Apple OS X Leopard Harbors Same iOS Bug, Apple Delays Patch

Hackers can take advantage of a critical vulnerability in Apple OS X to take over Macs, warned security researchers on Nov. 8.

The vulnerability is in Leopard, an older verson of the Macintosh operating system. Despite the release of Snow Leopard more than a year ago, Leopard still accounts for approximately a third of the current installed base, the researchers said.

The warning was issued by CoreLabs Research, the research arm of Core Security Technologies. According to the security advisory, Apple wrapped up work on the patch as of Oct. 22.

According to Core, Apple set two release dates for the patch but “failed” to meet their dates without “any notice or explanation.” First expected as part of a “Mac OS 10.5 security update” scheduled for the week of Oct. 25, Apple rescheduled the release to a week later without warning.

Core researchers decided to proceed with the security advisory even though the patch allegedly exists because it was not clear when the fix will actually be rolled out to users.

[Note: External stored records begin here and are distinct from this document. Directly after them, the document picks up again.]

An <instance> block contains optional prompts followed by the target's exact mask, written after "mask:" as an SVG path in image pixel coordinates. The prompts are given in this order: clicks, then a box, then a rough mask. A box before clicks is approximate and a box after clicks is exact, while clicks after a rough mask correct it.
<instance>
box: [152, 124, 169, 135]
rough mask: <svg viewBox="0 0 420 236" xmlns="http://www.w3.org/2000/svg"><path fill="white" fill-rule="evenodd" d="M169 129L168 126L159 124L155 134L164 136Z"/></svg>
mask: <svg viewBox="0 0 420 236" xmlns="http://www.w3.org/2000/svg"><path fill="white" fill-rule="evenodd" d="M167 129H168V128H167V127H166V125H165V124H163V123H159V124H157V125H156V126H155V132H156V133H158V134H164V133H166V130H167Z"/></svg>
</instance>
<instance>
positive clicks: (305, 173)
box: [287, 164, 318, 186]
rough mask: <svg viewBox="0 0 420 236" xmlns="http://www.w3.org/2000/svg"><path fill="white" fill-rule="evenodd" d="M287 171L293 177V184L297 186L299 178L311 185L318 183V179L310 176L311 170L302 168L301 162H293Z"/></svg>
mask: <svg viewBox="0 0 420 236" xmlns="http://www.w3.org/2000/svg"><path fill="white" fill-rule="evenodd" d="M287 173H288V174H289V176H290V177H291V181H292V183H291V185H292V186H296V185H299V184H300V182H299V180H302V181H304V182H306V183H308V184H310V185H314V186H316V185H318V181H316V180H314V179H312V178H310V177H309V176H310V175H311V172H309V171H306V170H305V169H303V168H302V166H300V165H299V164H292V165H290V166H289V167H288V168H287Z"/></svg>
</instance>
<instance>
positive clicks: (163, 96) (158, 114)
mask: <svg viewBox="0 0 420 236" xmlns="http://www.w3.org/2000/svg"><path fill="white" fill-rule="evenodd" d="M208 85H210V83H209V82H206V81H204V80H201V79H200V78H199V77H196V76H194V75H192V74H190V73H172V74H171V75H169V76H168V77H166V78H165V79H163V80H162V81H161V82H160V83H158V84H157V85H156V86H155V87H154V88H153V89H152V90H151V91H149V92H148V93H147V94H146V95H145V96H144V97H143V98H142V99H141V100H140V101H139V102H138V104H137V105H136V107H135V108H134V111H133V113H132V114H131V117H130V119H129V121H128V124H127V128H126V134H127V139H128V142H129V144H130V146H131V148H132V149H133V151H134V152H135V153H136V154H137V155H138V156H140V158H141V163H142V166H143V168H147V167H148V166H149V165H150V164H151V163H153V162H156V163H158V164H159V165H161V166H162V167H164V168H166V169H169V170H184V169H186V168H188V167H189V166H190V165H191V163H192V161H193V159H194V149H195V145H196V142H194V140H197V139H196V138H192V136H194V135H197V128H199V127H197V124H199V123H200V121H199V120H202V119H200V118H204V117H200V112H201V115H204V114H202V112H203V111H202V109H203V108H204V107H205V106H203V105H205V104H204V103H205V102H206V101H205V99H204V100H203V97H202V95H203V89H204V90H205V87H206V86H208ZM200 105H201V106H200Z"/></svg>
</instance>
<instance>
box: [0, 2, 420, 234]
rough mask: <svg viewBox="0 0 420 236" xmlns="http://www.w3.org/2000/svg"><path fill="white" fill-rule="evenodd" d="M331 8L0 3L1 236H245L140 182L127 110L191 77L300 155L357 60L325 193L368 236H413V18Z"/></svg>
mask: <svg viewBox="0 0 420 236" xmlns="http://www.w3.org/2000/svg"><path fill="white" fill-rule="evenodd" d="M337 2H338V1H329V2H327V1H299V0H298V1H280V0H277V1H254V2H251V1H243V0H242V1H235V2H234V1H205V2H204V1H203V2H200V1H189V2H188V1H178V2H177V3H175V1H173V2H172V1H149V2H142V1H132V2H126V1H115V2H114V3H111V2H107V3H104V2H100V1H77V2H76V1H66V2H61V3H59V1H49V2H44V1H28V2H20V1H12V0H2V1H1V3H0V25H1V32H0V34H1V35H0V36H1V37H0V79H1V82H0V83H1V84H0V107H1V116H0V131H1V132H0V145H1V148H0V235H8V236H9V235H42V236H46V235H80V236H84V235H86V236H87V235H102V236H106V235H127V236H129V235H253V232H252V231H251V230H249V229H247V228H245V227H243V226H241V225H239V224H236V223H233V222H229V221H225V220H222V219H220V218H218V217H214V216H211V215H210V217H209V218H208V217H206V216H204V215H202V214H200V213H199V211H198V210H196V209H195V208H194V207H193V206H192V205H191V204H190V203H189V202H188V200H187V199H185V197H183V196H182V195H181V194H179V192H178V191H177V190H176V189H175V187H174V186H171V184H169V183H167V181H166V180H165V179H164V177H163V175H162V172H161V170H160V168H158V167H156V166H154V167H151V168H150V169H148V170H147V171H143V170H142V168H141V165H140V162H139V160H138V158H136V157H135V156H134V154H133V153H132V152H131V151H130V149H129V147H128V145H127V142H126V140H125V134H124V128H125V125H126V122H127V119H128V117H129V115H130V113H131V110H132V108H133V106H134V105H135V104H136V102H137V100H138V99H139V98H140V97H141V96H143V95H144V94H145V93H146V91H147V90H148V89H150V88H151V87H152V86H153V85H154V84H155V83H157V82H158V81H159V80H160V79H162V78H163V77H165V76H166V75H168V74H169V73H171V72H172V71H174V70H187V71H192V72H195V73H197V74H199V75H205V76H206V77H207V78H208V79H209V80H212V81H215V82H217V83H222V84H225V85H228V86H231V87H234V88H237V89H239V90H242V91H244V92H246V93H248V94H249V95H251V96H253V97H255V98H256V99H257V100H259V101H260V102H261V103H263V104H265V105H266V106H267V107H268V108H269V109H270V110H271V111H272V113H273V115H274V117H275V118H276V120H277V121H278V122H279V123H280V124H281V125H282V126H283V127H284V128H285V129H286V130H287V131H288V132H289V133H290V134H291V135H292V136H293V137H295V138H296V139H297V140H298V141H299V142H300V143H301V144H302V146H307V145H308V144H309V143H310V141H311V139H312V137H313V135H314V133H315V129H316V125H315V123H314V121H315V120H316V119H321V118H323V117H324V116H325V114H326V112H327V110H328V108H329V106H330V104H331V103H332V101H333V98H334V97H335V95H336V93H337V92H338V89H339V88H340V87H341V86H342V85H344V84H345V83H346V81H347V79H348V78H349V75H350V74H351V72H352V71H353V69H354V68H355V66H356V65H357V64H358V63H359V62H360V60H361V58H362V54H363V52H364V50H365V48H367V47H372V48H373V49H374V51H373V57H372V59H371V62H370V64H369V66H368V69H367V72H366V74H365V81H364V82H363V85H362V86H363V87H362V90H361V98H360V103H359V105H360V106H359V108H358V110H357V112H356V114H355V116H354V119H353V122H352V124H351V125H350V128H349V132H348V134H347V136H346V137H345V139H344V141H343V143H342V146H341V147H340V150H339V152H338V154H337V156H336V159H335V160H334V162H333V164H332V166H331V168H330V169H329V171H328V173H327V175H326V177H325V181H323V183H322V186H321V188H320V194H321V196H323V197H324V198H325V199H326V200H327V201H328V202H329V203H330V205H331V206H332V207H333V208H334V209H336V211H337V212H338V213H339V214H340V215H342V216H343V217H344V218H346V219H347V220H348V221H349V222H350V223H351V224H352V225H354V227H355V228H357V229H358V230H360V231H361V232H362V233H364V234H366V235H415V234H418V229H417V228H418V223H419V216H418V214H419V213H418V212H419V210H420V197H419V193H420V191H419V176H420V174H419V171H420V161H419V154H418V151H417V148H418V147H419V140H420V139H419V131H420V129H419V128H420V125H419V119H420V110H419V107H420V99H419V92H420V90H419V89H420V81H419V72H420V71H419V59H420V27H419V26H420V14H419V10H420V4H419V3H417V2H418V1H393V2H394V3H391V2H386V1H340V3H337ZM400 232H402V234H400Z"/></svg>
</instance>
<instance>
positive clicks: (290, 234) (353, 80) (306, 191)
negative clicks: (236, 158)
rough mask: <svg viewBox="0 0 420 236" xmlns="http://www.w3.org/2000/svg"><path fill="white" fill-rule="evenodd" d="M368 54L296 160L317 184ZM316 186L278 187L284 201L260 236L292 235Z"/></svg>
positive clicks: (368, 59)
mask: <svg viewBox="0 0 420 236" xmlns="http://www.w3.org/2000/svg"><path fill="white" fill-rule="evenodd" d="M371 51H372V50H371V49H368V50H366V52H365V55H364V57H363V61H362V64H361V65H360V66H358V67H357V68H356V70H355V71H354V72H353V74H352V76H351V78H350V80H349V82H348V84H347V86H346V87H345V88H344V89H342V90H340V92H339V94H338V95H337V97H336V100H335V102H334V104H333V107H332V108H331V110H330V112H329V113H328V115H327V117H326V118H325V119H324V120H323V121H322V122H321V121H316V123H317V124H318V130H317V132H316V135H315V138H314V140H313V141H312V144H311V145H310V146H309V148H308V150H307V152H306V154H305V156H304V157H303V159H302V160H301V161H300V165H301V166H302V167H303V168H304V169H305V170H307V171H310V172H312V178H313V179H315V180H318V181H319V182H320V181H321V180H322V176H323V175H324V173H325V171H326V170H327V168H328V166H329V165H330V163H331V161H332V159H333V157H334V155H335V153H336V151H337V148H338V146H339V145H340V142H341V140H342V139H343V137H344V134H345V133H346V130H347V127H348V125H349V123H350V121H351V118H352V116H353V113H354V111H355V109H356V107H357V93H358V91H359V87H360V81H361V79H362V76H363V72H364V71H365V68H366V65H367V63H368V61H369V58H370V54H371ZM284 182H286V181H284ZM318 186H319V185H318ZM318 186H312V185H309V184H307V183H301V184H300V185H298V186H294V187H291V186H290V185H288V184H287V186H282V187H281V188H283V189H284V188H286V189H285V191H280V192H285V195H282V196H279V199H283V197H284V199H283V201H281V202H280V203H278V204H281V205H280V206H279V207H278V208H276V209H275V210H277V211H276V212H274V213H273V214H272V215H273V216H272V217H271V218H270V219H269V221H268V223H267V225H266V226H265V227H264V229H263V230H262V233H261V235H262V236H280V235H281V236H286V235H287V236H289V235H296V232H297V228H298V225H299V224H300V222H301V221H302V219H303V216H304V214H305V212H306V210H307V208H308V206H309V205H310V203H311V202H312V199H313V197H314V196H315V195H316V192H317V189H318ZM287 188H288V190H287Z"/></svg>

It is a variation of the bug Apple patched last August in iOS that allowed developers to jailbreak iOS 4 devices, according to the researchers. That security flaw could have been exploited to plant malware or take over iOS mobile devices, including the iPhone, iPod Touch, and iPad.

The bug is specific to Mac OS X 10.5, or Leopard, and Apple verified that OS X 10.6, or Snow Leopard, is not vulnerable, said Core researchers. Core highly recommended upgrading to OS X 10.6 instead of waiting for the security update. Apple’s assigned identifier for this bug is CVE-2010-1797, said Core.

The issue is with how FreeType, an open-source font engine Apple uses in Mac OS X and iOS, parses compact font formant (CFF) fonts, Apple said of the iOS bug. FreeType has already patched the CFF bug in its source code, according to the project’s developers.

A remote attacker can execute arbitrary code by “enticing” a Mac OS X 10.5.x to view or download a PDF document containing an embedded malicious CFF font, said Core researchers.

According to Core, malicious code in the PDF file can be triggered when the operating system tries to make a thumbnail of the file, a user tries to open the file with the Preview application, users click on it from a Web site, or Mail.app accesses the e-mail it is embedded in.

Many security experts noted that Mac users are often oblivious to potential security threats. While vendors like ESET and Sophos offer anti-virus software for the Mac, there is still a false sense of invulnerability among Mac users. Sophos security expert Graham Cluley speculated recently that Apple does not publicly announce anti-malware security updates for marketing reasons: “Shh! Don’t tell folks that we have to protect against malware on Mac OS X!” he wrote.

Core reported the vulnerability to Apple on Aug. 26, two weeks after the iOS hole was patched. Core initially planned to publish the security warning on Sept. 28, but Apple said it would not be able to finish the patch by that date, according to Core’s timeline of events.

Apple tentatively set Oct. 18 for the update, and then finalized the fix for Oct. 25. When Core contacted the security team on Nov. 1 for an update because there was “no notice of any Apple security update,” Apple said the date had been rescheduled to the “middle of the week” of Nov. 1. At this point, Core researchers informed Apple they would go ahead and publish their warning regardless of what Apple decided to do.